Чрезмерная обобщенность понятия «смысл» и необходимость его дифференциации были впервые отмечены в работе В.К.Вилюнаса (1976). Введя обобщающий родовой термин «смысловые образования», основной характеристикой которых является то, что они отражают не объективные свойства вещей, а отношение их к удовлетворению потребностей субъекта, В.К.Вилюнас проводил несколько существенных различений. Во-первых, анализируя механизмы смыслообразования, он отмечает, что «смыслообразует не некоторое объективное отношение и не мотив как объективное, а смысл мотива, как бы переливающийся по объективным связям ко всему, что имеет к мотиву отношение» (1976, с. 97 – 98). Смысл мотива он характеризует как ведущий смысл по отношению к производным смыслам, которыми ситуативно наделяются представленные в сознании цели. Второе разведение относится к вербализованным и невербализованным смыслам. Первые являются продуктом и результатом осознания последних, решения «задачи на смысл». Вербализованный смысл шире и богаче, только он является подлинной «единицей» сознания. В то же время невербализованный смысл истиннее, поскольку осознание смысла не всегда бывает полностью адекватным. Осознаваться могут только производные смыслы.

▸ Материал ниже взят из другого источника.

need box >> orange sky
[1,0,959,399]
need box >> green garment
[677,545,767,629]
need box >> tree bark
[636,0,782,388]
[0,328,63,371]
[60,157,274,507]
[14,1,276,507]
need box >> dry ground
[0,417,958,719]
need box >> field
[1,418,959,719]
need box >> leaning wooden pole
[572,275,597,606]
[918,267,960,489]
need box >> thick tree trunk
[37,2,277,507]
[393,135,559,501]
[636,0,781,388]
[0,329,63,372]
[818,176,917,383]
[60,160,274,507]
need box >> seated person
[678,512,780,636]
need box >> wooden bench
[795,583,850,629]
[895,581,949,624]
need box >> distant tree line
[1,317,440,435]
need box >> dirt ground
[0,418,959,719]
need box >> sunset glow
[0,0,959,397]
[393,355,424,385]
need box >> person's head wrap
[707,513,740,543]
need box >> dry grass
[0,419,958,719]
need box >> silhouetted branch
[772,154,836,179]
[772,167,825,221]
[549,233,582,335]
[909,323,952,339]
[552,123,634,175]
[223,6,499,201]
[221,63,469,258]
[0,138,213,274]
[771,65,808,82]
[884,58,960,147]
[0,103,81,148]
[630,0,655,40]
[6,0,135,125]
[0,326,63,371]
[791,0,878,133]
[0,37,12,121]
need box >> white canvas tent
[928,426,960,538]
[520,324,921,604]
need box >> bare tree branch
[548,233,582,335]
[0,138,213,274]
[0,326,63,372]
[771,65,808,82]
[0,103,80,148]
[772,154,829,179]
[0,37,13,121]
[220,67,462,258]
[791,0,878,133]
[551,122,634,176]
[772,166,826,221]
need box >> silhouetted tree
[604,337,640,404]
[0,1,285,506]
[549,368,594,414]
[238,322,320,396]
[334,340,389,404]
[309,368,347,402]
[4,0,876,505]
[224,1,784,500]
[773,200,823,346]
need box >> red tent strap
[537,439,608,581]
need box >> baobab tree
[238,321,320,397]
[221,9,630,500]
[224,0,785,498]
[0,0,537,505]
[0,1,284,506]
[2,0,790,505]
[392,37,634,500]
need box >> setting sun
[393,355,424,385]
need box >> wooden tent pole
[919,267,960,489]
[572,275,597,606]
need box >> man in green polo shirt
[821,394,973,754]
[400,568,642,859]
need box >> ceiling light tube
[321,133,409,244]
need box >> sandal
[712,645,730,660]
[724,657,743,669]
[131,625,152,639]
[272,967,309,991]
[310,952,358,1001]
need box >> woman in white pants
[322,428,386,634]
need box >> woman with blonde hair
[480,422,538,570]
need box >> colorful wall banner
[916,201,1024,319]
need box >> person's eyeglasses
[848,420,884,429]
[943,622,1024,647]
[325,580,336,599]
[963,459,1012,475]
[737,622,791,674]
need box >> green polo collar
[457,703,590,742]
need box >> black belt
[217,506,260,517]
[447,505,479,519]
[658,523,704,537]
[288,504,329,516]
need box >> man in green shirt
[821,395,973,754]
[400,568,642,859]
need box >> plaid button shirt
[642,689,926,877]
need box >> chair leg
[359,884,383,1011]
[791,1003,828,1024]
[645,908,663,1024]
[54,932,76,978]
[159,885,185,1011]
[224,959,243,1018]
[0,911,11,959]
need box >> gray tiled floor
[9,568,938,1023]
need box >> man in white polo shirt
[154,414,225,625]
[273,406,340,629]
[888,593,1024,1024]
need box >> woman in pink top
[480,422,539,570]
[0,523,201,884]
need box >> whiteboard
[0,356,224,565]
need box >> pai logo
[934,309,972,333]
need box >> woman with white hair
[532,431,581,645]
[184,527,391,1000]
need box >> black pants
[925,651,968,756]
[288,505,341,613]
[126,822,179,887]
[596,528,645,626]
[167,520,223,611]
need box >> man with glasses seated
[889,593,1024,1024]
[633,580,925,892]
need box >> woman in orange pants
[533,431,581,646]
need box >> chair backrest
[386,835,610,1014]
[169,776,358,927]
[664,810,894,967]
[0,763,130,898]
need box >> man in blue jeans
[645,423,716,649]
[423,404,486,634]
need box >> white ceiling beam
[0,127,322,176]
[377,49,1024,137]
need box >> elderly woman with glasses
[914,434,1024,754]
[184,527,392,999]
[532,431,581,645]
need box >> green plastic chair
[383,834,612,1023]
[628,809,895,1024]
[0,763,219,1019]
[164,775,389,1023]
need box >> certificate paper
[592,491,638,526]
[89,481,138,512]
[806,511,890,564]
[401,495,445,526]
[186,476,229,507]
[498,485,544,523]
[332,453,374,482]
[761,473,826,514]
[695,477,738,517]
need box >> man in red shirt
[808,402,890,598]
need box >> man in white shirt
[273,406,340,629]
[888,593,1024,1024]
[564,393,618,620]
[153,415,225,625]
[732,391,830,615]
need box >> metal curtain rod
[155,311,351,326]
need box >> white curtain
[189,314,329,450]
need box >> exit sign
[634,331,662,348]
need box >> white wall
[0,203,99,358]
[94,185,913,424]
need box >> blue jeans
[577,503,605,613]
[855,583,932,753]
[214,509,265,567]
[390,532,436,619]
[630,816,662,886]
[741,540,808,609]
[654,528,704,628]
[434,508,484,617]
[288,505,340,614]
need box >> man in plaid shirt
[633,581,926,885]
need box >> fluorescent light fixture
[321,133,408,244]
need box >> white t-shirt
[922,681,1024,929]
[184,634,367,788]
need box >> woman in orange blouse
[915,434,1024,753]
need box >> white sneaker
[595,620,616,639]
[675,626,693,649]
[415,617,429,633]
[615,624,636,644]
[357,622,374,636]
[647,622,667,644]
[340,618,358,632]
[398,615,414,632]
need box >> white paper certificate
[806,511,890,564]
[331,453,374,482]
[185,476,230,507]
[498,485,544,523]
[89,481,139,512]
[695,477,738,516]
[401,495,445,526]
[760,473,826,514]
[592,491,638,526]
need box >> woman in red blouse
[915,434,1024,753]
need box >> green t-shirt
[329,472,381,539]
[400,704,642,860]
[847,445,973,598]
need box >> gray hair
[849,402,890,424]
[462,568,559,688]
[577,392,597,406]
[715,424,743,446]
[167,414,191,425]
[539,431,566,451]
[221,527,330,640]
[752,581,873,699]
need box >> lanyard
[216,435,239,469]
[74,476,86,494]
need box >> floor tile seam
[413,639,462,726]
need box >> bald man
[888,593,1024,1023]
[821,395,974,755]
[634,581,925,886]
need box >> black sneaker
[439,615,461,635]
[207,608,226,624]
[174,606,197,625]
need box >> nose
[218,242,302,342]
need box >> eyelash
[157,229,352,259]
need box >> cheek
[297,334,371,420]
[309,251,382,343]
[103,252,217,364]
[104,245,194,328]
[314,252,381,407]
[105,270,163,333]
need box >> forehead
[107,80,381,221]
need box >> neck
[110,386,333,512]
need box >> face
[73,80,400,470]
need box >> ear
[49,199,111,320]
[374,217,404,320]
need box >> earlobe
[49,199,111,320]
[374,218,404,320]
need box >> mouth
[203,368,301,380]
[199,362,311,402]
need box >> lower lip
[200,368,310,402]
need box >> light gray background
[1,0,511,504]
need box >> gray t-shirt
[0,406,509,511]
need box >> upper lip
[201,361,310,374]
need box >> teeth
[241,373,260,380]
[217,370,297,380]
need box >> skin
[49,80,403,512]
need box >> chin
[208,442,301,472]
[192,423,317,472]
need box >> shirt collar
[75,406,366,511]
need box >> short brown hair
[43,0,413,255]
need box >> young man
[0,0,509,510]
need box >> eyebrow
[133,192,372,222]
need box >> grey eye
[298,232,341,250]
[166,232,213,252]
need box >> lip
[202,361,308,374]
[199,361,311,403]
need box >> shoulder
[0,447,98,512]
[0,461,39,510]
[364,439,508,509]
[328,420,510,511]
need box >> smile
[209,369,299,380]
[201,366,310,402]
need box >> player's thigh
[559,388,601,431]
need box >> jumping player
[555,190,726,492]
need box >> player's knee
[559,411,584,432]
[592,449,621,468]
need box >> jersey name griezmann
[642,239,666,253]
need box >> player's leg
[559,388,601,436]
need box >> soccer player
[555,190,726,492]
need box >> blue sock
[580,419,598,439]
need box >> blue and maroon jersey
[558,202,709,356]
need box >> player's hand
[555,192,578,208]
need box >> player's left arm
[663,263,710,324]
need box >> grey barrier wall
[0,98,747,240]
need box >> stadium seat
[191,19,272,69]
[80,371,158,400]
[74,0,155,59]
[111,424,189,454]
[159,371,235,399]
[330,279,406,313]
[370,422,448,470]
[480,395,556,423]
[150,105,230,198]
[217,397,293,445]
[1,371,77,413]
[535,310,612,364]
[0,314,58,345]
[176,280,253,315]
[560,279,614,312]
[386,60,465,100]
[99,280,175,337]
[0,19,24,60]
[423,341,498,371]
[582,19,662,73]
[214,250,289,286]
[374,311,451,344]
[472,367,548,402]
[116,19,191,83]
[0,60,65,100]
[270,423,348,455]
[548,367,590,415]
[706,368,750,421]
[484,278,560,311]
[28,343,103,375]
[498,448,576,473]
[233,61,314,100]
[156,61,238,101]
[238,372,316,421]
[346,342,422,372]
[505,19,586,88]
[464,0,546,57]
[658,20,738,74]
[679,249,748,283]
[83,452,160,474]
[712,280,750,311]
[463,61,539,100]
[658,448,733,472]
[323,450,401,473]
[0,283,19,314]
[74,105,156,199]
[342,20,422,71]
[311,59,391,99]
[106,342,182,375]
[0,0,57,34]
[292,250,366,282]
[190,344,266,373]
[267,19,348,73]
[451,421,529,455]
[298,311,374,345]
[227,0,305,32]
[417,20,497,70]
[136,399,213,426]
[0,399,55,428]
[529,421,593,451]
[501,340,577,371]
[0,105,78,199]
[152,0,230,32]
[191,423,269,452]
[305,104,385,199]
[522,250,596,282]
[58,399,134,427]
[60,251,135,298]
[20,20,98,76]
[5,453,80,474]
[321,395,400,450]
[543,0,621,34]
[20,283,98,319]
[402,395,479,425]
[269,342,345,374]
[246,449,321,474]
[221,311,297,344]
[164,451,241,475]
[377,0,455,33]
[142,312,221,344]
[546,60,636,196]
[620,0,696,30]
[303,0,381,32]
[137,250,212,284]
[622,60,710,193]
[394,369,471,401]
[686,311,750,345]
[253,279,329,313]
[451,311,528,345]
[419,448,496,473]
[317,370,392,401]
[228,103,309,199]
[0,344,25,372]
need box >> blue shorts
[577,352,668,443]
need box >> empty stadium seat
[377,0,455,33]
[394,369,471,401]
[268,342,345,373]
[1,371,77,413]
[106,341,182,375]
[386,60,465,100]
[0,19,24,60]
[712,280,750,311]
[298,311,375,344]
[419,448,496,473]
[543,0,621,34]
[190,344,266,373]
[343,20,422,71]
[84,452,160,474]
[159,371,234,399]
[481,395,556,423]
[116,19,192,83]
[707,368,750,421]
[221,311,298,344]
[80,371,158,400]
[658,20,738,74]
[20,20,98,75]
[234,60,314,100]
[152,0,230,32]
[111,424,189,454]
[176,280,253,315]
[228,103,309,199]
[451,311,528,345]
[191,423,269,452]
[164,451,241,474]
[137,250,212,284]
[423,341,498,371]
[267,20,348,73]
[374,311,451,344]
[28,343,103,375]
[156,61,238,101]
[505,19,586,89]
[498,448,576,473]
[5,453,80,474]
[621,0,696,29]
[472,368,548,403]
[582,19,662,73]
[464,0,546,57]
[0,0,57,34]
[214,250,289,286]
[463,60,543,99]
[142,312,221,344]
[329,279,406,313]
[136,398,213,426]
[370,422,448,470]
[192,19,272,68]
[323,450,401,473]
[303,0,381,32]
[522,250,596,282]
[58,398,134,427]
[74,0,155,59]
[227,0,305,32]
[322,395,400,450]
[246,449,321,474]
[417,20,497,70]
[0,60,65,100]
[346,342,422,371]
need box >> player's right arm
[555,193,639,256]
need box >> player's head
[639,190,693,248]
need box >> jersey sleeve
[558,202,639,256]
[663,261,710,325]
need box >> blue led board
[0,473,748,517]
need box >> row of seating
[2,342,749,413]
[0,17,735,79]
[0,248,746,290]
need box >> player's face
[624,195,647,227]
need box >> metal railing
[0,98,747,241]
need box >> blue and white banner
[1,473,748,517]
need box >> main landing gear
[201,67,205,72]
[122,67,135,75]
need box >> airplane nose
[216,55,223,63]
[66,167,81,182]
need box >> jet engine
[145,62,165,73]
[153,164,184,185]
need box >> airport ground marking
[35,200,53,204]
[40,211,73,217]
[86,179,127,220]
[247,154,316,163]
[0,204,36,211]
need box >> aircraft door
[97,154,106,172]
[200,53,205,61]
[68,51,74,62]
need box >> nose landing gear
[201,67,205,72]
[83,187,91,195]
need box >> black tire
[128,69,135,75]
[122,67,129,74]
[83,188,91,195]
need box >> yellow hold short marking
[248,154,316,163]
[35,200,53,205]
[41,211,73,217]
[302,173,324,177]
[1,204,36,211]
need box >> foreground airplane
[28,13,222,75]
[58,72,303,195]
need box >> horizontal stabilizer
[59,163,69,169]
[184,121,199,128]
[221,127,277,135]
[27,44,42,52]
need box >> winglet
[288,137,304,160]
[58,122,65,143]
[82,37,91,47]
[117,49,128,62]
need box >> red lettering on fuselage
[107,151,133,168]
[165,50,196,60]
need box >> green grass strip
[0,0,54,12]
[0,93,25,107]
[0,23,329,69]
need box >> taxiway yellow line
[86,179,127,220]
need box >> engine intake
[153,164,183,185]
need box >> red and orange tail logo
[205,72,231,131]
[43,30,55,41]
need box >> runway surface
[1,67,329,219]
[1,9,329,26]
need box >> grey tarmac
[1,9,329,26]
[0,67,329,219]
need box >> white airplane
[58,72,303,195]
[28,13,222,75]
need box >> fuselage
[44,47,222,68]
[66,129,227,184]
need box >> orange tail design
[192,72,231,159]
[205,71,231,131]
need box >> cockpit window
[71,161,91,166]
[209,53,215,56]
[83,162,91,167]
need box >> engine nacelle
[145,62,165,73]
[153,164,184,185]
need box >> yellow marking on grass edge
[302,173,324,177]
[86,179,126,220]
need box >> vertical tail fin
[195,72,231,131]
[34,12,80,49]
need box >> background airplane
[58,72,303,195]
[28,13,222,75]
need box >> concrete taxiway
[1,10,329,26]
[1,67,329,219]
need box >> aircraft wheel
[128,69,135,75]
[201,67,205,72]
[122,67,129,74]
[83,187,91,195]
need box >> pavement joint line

Одновременно А.Г.Асмолов вводит понятие смысловой установки, развивая высказанную когда-то А.В.Запорожцем мысль о том, что именно в форме установки получают выражение личностно-смысловые отношения. Если личностный смысл, по А.Г.Асмолову, функционирует в плане сознания, то смысловая установка является выражением личностного смысла в плане деятельности и представляет собой готовность к совершению определенной деятельности. «Смысловая установка непосредственно проявляется в различных действиях человека, выражая в них тенденцию к сохранению общей направленности деятельности в целом» (Асмолов, 2002, с.89). Смысловая установка может быть как осознаваемой, так и неосознаваемой. В иерархической уровневой модели установочной регуляции деятельности смысловая установка образует верхний уровень, обладая фильтрующей функцией по отношению к установкам нижележащих уровней (Асмолов, 1996, 2002).
Первая статья, специально посвященная проблеме смысловых образований, принадлежит Е.В.Субботскому. Е.В.Субботский указывает на многомерность смысловых образований, выражающуюся в различной степени их влияния на поведение и в различной степени их осознанности; задача на смысл возникает лишь по отношению к скрытым мотивам. Позже Е.В.Субботский подчеркивал связь смысловых образований с «прагматической» базовой мотивацией субъекта.
Новые представления о смысловой организации личности отвечали существовавшей у многих исследователей потребности в концептуальном аппарате для разработки различных аспектов проблемы личности – проблемы в то время еще относительно новой. Это, в свою очередь, требовало дальнейшей разработки представлений о смысловых образованиях, что привело к созданию в 1977 году на факультете психологии МГУ межкафедральной научно-исследовательской группы по исследованию личности. Смысловое образование выступило в работах группы как «специфическая базовая единица личности». За несколько лет своего существования группа выработала основные принципы подхода к анализу смысловых образований, изложенные в программной статье, в которой были отмечены такие свойства смыслового образования, как его производность от реального бытия субъекта, его объективной позиции в обществе; предметность, независимость от осознания и некодифицируемость в системе значений. В статье были также систематизированы методические приемы исследования смысловых образований и сформулирован методический и методологический принцип опосредования изменений смысловых образований изменениями самой деятельности субъекта. В этой же статье были впервые перечислены конкретные структуры, объединенные понятием «смысловые образования», а именно смыслообразующие мотивы, личностные смыслы и смысловые установки; этот перечень не был закрыт.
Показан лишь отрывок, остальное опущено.